My problem is I know what a local peach should taste like. My early history goes back to Blackmore Farms in Painesville, Ohio where I was subjected to the most exquisite peaches I have ever tasted. These big beautiful Hale peaches (variety), fully red ripe all around and perfectly shaped.
Mr. Blackmore knew how important it was to handle a fruit like a peach - which is so fragile the least bit of bruise would turn brown. It never happened because they were transported on racks so the peaches never touched each other. Maybe 50-60 baskets came in racked and you could smell the flavor. Unforgettable 75 years later.
And then I remember my visit to Paris with my children. I went over to a fruit stand where peaches were still ripening on a tree. Some were already over ripe but those I picked were truly tree ripened. A dollar a peach seemed high for that time, but I would pay anything to taste another peach that was not only beautiful, perfect in color and taste that could not be founded anywhere else.
I never want you to forget it's the land and the soil that makes the difference plus the grower who works his magic.
I also think back of the peaches that we used to get from Michigan, Hale Havens. Boy were they juicy and sweet. They use to be packed in bushels but since they were so delicate and fragile there were always a lot of bruising.
Benton Harbor, Michigan was the major shipping point. We also use to get some premium tasting fruit from South Carolina layer- packed like eggs. They could match the best of them. I don't know why all of these peaches have disappeared. New Jersey is a great fruit state. We use to receive shipments of their best fruit in early August. That is another area that has disappeared from the scene. I don't remember all of the varieties because they have changed over the years. New Jersey was a good supplier but it was only a short season.
West Virginia shipped some harder varieties of peaches that had good color but the hardness took away some of its taste.
I can't stop unless I talk about the Canadian shipments that we received for many years in Cleveland. They were knock outs. That fruit was bursting in color and the peach juices just poured down your lips as you bit into it. I don't know why the government stepped in and didn't allow shipments to the United States. The Canadian fruit from Niagara had to be some of the best tasting varieties I had from anywhere. What a great lost that was. I wonder what happened to that deal. That had to be a story in itself.
But let me tell you my own story. I had a connection from Perry or Painesville, Ohio from a family farm Pederson's that ranked with the best. I used them commercially when I was in business. That farm is still around today. You can stop by their roadside stand and you will love the fruit that they sell. It matches the best in flavor and appearance.

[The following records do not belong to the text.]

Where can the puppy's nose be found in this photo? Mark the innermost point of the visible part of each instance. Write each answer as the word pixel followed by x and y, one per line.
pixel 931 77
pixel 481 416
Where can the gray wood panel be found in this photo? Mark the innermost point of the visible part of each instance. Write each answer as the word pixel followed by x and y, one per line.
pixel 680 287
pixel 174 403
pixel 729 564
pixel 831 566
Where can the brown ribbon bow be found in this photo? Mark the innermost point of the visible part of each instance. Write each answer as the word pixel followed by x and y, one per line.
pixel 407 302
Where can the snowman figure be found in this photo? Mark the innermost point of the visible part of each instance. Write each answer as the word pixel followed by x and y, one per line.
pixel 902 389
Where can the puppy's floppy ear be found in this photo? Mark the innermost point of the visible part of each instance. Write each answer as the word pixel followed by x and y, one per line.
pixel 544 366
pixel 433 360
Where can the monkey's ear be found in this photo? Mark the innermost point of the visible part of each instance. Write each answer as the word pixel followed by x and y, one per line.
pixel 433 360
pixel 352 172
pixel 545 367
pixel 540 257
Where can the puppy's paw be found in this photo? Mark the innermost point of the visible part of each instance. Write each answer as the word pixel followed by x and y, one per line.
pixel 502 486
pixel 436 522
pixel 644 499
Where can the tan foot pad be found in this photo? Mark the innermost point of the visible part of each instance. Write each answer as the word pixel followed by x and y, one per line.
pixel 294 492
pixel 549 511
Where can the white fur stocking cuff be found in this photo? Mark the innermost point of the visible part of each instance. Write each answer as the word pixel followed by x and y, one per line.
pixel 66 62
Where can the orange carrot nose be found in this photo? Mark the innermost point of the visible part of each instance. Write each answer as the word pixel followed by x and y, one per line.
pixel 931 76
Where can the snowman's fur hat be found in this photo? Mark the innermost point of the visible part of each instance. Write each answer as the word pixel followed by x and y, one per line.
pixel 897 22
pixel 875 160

Today I spent some time in Chesterland, Ohio were there are 3 local growers who are offering tree ripened peaches. Having almost thrown out the store bought peaches that had been so hard and dry they had to be cooked. I talked to all of these growers. Their fruit looks magnificent. Great size, great color and wonderful taste.
California continues to ship hard fruit that needs 3-4 days ripening and are not free stone. It is quite odd that nectarines seem to ripen better than the peaches from California from the same areas.
Now is your chance to savor some of the best fruit just like I have been talking about from local areas. A month from now your mouth will be watering for more of the same. I look forward to meeting you there.
There is a family farm called (West) in Madison, Ohio right on route 20 who produce some of the best tasting fruit in this area. Don't you miss it. It will be your best treat for peaches this year.